One way or another, Van Morrison it has always sailed against the current. In the mid-1960s, when his career was skyrocketing in the United States with Them, the influential rock group from Belfast, the singer decided to leave the band and pursue a solo career. Shortly after, after ringing its greatest classic to date, the irresistible Brown eyed girl (1967), the musician took a radical turn for his next album, the initially misunderstood Astral weeks (1968), today considered a masterpiece for its combination of jazz, folk and Celtic imagination.

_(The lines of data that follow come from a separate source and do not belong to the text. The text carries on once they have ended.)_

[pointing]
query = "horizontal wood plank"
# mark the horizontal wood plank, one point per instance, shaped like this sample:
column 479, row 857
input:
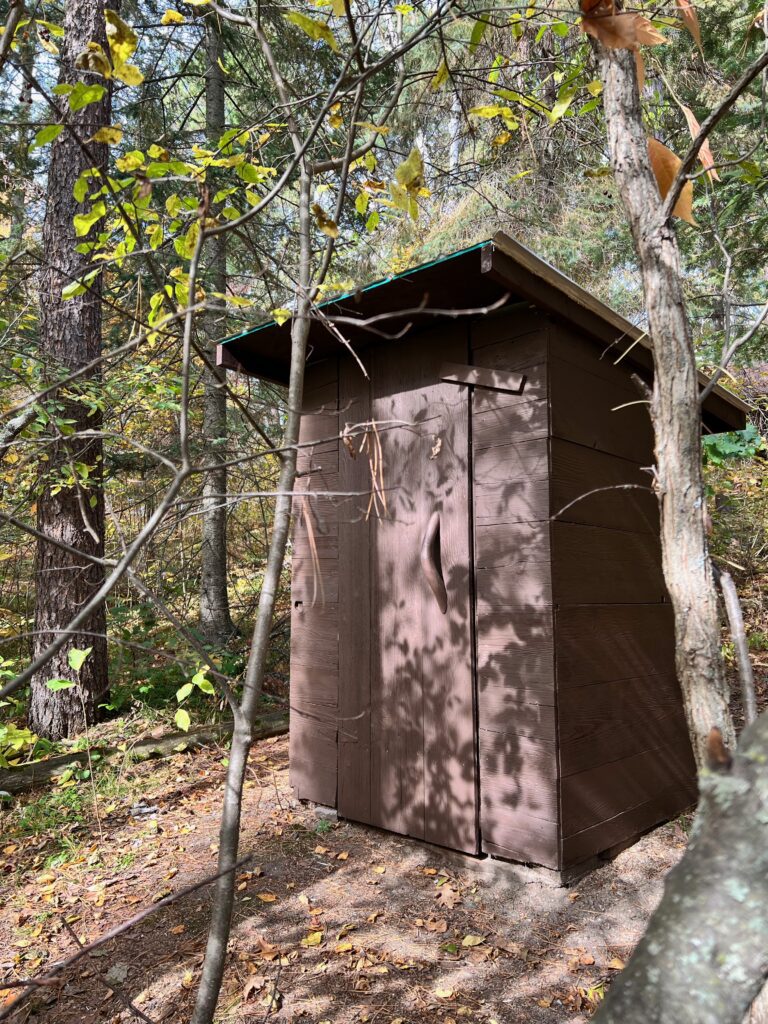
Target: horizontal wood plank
column 516, row 423
column 500, row 710
column 505, row 327
column 609, row 743
column 602, row 793
column 600, row 489
column 518, row 777
column 597, row 643
column 628, row 823
column 510, row 546
column 595, row 565
column 584, row 411
column 497, row 380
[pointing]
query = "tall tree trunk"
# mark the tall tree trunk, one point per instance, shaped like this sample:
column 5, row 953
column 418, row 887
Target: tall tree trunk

Where there have been no second readings or a hint of support from the specialized press has been with the latest statements by the acclaimed Northern Irish singer-songwriter, who during the peak of the pandemic in Europe was harshly questioned for criticizing the confinement measures decreed by the authorities of the Kingdom United, whom he described as “fascist thugs who disturb our peace.”
“Just as there should be freedom of the press, there should be freedom of expression (…) but if you make songs that are an expression of freedom of expression, you get a very negative reaction,” lamented Van Morrison, who has been branded as denialist for releasing anti-quarantine songs in the past year, with titles like Born to be free (Born to be free) and Do you want to be a slave? (Want to be a Slave?), A collaboration with Eric Clapton that made Variety magazine wonder “what world are these two artists living in?”

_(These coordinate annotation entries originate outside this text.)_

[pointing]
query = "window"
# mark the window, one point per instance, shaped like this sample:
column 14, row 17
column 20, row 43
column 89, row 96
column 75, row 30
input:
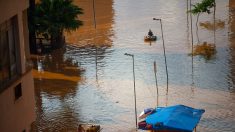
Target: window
column 18, row 91
column 8, row 53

Although it is not yet clear whether or not the 75-year-old artist – born George Ivan Morrison – has changed his position since then, Van the Man turns the page and announces two new projects: an ambitious double album that will be released on next Friday May 7, the number 42 of his discography, followed by his first virtual show, scheduled for the next day and with ticket sales available to everyone (Chile included).

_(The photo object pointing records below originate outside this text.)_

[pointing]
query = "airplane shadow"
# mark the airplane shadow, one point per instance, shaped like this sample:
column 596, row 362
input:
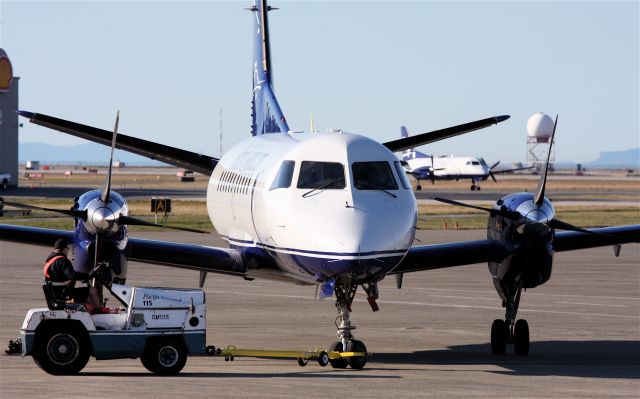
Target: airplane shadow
column 593, row 359
column 317, row 373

According to an announcement released today by his record label, the May 8 recital will be a celebration of Van Morrison’s new album, with a livestreaming of the singer-songwriter from the Real World Studios in Wiltshire in which he will premiere new songs along with a selection of classic themes.
Tickets for the concert can be purchased here, with access to the HD or 4K version of the event.
About the new album, baptized as Latest record project volume 1, the first reviews advance an ambitious work of 28 songs that crosses the classic sound spectrum of Van Morrison: blues, jazz, R&B and blue-eyed soul (as the soul made by whites is known), flavored with bohemia, whiskey and heartbreak.
From the jewel of R&B Jealousy even the cheerful and country A few bars early, through the energetic garage rock of Stop bitching, do something”, lists the official information delivered on an album for which there are already a couple of previews going around on platforms (Love should come with a warning, Only a song), and that according to the artist himself will function as a direct testimony about contemporary life.
In fact, according to the list of songs available on their website, there are a couple of album titles that suggest more incorrect opinions and potential new controversies for the artist, such as They own the media (They control the media), Why are you on Facebook? (Why are you on Facebook) and Where have all the Rebels gone? (Where have the rebels gone?).
Latest record project: volume 1 It is now available for pre-order and will be released in various formats, such as double CD, triple vinyl and digital.